Roadblock to Autonomous Technology

If you begin to think about the future of driving and autonomous vehicles, the thoughts can turn romantic. Imagine being able to take in all of the sights along the way and know that the car has you safely in place to make sure you don’t end up in an accident. For those of us who aren’t fond of the daily driving duties we have to handle, this is certainly an attractive way for us to enjoy the ride and get where we need to go on a daily basis, but there might be a roadblock or two along the way.

Right now, thirteen of the top fourteen automakers in the world have stated they will have a fully autonomous vehicle on the road in the next five years while twelve of the largest tech companies are working to help create the technology platforms for these vehicles. Because the combined efforts between automakers and technology companies are already in the billions of dollars, the development of what’s needed in order to have autonomous vehicles on the road is extremely important. There is one massive roadblock that could keep the automotive world from moving forward and it can be cloaked in a couple of different ways.

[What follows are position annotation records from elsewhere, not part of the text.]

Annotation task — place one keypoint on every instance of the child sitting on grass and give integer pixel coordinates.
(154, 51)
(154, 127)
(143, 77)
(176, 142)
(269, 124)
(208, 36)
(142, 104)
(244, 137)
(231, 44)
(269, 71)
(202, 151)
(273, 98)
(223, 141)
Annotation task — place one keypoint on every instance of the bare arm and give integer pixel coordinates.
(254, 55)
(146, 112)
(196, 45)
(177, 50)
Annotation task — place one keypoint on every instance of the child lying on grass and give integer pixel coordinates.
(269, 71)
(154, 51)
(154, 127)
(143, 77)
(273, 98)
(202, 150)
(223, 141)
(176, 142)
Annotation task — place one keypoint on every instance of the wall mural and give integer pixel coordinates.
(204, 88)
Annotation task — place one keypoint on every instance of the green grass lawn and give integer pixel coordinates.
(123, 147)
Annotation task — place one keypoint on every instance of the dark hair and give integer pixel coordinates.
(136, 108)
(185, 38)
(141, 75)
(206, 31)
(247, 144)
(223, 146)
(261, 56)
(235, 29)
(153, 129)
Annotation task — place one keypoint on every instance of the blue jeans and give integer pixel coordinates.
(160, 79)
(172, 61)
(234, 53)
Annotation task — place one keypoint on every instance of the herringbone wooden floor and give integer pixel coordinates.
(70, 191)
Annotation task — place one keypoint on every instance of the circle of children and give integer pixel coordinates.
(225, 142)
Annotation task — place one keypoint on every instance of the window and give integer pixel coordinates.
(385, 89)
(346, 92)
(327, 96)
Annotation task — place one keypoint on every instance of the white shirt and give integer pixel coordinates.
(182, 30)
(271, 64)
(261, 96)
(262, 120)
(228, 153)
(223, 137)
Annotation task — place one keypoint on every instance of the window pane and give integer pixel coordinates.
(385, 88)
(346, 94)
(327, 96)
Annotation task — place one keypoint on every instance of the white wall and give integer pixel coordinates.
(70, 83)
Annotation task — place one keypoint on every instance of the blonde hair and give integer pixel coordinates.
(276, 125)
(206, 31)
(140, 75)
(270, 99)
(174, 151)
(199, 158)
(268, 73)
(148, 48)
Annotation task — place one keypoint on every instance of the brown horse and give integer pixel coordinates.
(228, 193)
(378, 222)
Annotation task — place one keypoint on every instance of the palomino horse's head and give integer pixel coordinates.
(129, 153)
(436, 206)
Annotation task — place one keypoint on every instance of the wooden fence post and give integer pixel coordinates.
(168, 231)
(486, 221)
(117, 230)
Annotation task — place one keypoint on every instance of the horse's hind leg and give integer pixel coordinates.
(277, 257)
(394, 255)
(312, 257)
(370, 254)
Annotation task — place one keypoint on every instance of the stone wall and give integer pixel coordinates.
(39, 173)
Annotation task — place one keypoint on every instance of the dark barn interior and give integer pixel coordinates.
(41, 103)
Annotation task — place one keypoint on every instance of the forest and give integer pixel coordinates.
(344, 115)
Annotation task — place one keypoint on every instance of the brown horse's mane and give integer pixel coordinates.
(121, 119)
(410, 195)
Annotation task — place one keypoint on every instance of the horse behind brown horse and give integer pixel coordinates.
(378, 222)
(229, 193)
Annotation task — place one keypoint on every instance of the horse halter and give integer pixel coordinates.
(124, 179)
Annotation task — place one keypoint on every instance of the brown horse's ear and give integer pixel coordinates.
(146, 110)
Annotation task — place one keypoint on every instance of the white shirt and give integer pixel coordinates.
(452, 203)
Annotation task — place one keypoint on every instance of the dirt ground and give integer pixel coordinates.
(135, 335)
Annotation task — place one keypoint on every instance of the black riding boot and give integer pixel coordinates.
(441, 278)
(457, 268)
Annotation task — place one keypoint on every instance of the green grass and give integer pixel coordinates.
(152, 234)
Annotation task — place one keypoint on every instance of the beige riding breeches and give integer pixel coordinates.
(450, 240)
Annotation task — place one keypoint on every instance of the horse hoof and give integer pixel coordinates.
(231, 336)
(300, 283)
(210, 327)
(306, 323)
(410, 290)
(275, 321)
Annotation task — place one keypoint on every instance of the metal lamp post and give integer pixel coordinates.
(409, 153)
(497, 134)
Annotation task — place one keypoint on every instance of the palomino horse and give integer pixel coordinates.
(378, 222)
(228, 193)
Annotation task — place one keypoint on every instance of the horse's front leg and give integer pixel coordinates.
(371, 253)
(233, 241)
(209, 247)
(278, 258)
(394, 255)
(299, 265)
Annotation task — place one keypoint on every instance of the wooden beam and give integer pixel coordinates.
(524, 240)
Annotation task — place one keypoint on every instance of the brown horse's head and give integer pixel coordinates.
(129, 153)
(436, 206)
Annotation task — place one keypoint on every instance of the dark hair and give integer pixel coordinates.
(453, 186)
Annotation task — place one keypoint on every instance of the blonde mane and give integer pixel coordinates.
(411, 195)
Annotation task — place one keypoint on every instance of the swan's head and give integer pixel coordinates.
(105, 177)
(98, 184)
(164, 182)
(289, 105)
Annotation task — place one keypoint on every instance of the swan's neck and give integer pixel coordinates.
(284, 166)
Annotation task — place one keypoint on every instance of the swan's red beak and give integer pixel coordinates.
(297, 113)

What Roadblock May Lie Ahead?

The roadblock that companies will face is pride. This pride may be cloaked in the appearance of patents, but the reality is the space that’s needed for autonomous vehicles to not only function properly but communicates with each other will need to be discovered and entered into collaboratively. This means that each company will likely need to operate on the same systems in order to offer the communication between vehicles and on the roads that will make autonomous driving a reality, not just a romantic thought that was once a possibility.

Over the years this pride has become a source of a serious stoppage of many different aspects of technology. The main smartphone companies, Apple and Samsung, have been suing and countersuing each other for years over the last few years regarding the patents they have filed and because of this, the actual development of smartphones has slowed down. Some of the aspects have continued to evolve and the apps offered are part of what we can use. Because of this, the smartphones we use today are similar to the ones from ten years ago in many ways when you look at these two companies.

Hopefully, the automotive and technology sectors will get over their patent pride and learn to work collaboratively to avoid a roadblock. Imagine the possibilities if, instead of working separately on the different parts of this technology, the companies all worked together to create one massive system that can be used in nearly every vehicle that’s on the road. This could be an amazing development that will make it possible for us to have autonomous vehicles in the future that will allow us the benefit of a system we can all trust. Will this ever happen? Probably not, but if we can romanticize about the ride, we can romanticize about the process as well.